Certes, la Bible mentionne aussi les complaintes, les élégies que l'on chante dans le malheur. Toutefois, même quand elle est d’une poignante tristesse, la musique a, pour la culture juive, un effet réconfortant, apaisant, consolant. Au milieu des pires douleurs et des plus grandes agitations, elle adoucit et soulage. Ainsi, David calmait les accès de fureur et de folie du roi Saül en jouant de la harpe. L'apôtre Jacques souligne ce lien entre la musique et la joie quand il écrit que la souffrance appelle à la prière et que la joie suscite le chant. L'existence croyante va de l'une à l'autre, elle n'ignore pas la supplication et le cri désespéré, que rappellent nos croix et de nombreux tableaux qui dépeignent avec tant de force misères et horreurs. L'existence croyante connaît aussi la louange et l'adoration, cette joie de vivre que donne la foi et que la musique sait si bien traduire.

Peut-on aller plus loin et dire que les différents arts, la musique et les autres, même quand ils n’ont rien de religieux, traduisent la spiritualité ou le désir de spiritualité qui nous habite tous, croyants et mécréants ? J’aurais, pour ma part, tendance à le penser.
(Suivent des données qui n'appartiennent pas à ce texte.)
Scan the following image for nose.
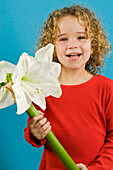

Les grecs disaient que l'art est divin ; un chrétien pourrait, me semble-t-il y voir une trace ou une œuvre de l'Esprit en nous. Comme tout animal, l'être humain a besoin de nourriture, d'abri, de sécurité et de santé. Mais cela ne lui suffit pas ; il lui faut aussi de la beauté, il est d’ailleurs possible qu’il en aille de même pour certains animaux. L'existence physique ne le comble pas. La connaissance, le savoir non plus. Il tient, à juste titre, en haute estime la parole rationnelle, logique qui explique, analyse et démontre ; pourtant, elle ne le satisfait pas entièrement, elle n'arrive pas à dire tout ce qu'il sent et éprouve. Il ne peut pas non plus s'en tenir à la fonctionnalité pratique et en faire la valeur suprême. Que nous percevions et produisions de la beauté témoigne que se trouve en nous l’aspiration à quelque chose qui à la fois nous touche et nous dépasse. L’art nous donne accès à ce que le langage n'arrive pas à dire, à ce que l'intelligence ne peut pas calculer, à ce que la pensée ne parvient pas à déchiffrer, et qui pourtant nous habite, nous anime et apporte à notre existence sens, élan et profondeur. Aussi me paraît-il profondément et intimement lié avec la spiritualité

Polyphonies des communautés chrétiennes

Les grands réformateurs ont été des musiciens. Luther et Zwingli aimaient chanter et ils ont composé des cantiques. Si Calvin voulait éviter que les cultes soient le prétexte des concerts donnés par des virtuoses, par contre il tenait beaucoup au chant d'assemblée, auquel tous les fidèles participent ; il souhaitait non pas une chorale qui chante devant un auditoire, mais une chorale qui fasse chanter l’assemblée. Le protestantisme a beaucoup cultivé la musique. Comment ne pas mentionner Jean-Sébastien Bach, imprégné par la spiritualité et la théologie luthériennes, comme l'a très bien montré, dans son premier livre, Albert Schweitzer, qui était à la fois pasteur, philosophe, médecin et organiste ?

Il me paraît cependant faux de prétendre, comme on le fait parfois, que le protestantisme privilégierait la musique alors que le catholicisme préférerait la peinture et la sculpture. Un tel jugement oublie la très belle musique grégorienne, italienne, autrichienne d'inspiration catholique et néglige la grande peinture d'inspiration protestante illustrée, entre autres, par Rembrandt, Franz Hals et Van Gogh. Je ne crois pas qu'on puisse répartir les arts entre les Églises ou les confessions chrétiennes.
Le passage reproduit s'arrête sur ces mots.